The main EVS server room in the BOB facility At the Olympics, host broadcaster Beijing Olympic Broadcasting (BOB) was in charge of the massive job of wrangling up enough HD equipment and personnel to manage the first Games to be broadcast entirely in HD.
And the job went beyond typical host duties because of those big fat 1080/50i signals.
The host broadcaster also had to do all the leg work to help rightsholders get all the fiber and HD transport equipment in place before the Games. Another major challenge was just finding enough HD broadcast trucks to meet venue needs.
But the Beijing Games were more than just the first Olympics to be produced in HD. They were also the first where the host recording format was not tape. BOB used DVCPRO P2 HD equipment from Panasonic, including more than 100 camcorders, including solid-state P2 HD AJ-HPX3000 and AJ-HPX2000 2/3-inch 3-CCD models; 250 mobile and studio P2 HD recorders, including the AJ-HPM110 P2 Mobile; and about 1,500 production LCD monitors.
A Panasonic P2 in action This year marks the eighth consecutive Olympiad for which Panasonic has provided equipment in the official recording format for the Games.
BOB also partnered with EVS to make a popular lo-res service available to rightsholders. The system allowed users to find clips of the more popular sports through a lo-res browse station connected to an EVS ingest server room via Gigabit Ethernet. Requested full-res clips were then pushed to an XT in the rightsholder facility, where they could be accessed.
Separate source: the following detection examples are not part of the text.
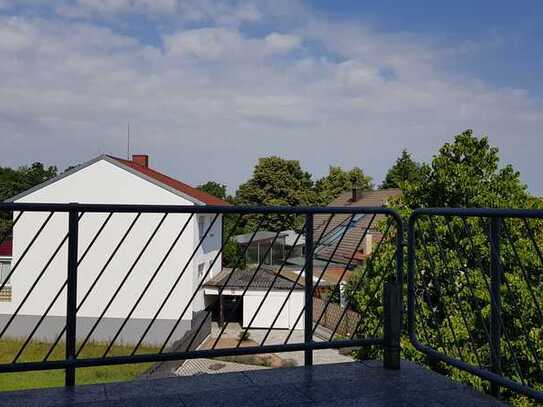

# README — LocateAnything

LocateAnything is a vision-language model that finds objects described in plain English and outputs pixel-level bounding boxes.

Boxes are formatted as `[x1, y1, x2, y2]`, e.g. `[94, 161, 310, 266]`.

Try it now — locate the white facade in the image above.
[0, 159, 222, 343]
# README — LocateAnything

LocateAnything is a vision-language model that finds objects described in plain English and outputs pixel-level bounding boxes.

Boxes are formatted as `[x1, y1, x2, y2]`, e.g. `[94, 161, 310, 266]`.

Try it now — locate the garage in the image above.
[204, 269, 304, 329]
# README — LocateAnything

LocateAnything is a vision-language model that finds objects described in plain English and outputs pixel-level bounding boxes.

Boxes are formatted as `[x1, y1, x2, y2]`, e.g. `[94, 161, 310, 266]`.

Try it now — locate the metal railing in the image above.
[408, 208, 543, 401]
[0, 203, 403, 386]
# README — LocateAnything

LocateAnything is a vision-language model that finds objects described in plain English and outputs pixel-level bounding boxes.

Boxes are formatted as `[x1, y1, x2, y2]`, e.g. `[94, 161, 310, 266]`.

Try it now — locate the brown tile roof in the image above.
[108, 156, 230, 206]
[314, 189, 401, 266]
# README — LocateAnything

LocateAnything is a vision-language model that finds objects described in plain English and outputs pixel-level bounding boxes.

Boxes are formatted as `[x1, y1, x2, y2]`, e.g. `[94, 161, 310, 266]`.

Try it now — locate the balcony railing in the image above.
[0, 203, 543, 401]
[0, 203, 403, 386]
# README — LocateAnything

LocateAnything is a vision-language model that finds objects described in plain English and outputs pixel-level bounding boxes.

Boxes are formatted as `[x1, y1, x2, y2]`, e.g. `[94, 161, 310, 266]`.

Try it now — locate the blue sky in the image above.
[0, 0, 543, 194]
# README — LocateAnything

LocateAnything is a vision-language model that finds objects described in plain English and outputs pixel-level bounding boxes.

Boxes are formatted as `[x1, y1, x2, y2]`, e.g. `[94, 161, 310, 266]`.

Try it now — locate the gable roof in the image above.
[107, 155, 230, 206]
[5, 155, 230, 206]
[313, 188, 402, 266]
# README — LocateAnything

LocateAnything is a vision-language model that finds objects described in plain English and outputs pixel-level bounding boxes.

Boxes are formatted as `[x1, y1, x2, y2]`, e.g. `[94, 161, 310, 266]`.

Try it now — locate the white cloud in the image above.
[265, 33, 302, 52]
[0, 0, 543, 192]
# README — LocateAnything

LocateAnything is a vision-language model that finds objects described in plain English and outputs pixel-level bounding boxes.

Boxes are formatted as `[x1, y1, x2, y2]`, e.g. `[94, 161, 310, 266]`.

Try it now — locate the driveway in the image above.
[211, 323, 354, 366]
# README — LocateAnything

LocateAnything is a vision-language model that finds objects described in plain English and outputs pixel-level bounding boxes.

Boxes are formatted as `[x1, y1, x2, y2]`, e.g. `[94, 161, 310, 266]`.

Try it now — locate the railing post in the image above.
[64, 204, 79, 386]
[304, 213, 313, 366]
[490, 217, 502, 397]
[383, 282, 402, 369]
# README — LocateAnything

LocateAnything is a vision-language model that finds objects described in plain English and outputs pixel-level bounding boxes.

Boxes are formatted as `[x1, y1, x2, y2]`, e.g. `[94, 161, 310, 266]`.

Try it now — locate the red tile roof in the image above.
[108, 156, 230, 205]
[0, 239, 13, 257]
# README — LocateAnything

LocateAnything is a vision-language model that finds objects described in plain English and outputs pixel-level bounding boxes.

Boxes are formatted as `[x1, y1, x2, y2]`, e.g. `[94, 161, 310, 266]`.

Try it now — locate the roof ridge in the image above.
[107, 154, 230, 206]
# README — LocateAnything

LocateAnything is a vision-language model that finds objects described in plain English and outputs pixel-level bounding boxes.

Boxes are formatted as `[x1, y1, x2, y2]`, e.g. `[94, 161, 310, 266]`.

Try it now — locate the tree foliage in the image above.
[315, 166, 372, 206]
[379, 150, 421, 189]
[347, 130, 543, 404]
[197, 181, 226, 200]
[0, 162, 57, 237]
[235, 156, 316, 231]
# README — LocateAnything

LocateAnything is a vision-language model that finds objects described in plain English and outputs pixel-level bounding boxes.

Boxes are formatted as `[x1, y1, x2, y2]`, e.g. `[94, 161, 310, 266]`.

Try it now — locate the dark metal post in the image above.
[304, 213, 313, 366]
[490, 217, 502, 397]
[64, 205, 79, 386]
[219, 292, 224, 328]
[383, 282, 402, 369]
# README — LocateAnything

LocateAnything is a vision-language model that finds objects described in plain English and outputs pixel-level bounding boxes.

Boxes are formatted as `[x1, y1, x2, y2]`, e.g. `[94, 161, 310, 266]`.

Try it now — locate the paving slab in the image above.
[0, 361, 505, 407]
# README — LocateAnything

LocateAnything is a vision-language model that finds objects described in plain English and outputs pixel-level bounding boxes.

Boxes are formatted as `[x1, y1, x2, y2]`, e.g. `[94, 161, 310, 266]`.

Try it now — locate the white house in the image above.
[0, 155, 226, 344]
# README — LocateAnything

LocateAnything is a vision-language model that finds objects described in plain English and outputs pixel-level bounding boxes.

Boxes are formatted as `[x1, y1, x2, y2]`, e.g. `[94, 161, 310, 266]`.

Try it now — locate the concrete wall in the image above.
[0, 160, 221, 342]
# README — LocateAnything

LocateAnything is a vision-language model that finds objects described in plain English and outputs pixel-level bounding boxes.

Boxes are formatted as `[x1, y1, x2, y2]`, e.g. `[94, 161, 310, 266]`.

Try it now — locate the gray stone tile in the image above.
[0, 361, 510, 407]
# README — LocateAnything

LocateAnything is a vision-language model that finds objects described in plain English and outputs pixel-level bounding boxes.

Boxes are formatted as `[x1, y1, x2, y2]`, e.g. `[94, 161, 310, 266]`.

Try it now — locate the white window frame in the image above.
[0, 257, 11, 287]
[197, 261, 206, 281]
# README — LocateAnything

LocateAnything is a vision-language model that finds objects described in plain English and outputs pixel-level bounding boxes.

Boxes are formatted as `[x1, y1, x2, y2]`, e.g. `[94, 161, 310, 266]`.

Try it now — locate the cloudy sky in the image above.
[0, 0, 543, 194]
The idea was that by using proxies, broadcasters didn't have to record all the material they once did. In the past if a broadcaster wanted to air just a highlight of table tennis, it still had to record the full table tennis competition and then edit it.
With the new system, a smaller recording infrastructure was possible. If users subscribed to the BOB/EVS system, they could simply retrieve the table tennis clip without having to have recorded it themselves. They could edit it on an EVS XT server using EVS's IP Director basic editing software, which then pushes the hi-res edited clips back to the broadcaster.
Beijing Olympics Broadcasting's flashy digs The system saves rightsholders—particularly smaller rightsholders who may not have a lot of recording resources—from needing 20 or 30 VTRs. Now they only needed those recorders for events they want to show a big portion of, if they just needed snippets of an event they could rely on the EVS system.
But it wasn't just used by smaller broadcasters.
"We used it for a lot of our highlights for the cable outlets and for supporting the editors in New York who were putting together promo pieces," said David Mazza, senior vice president of engineering for NBC Olympics. "They didn't always have access to all of the recordings NBC made, but by using the system they could quickly retrieve a clip from a host feed and send it back to New York for promo production."
NBC also used the system for others who needed just short clips of host footage.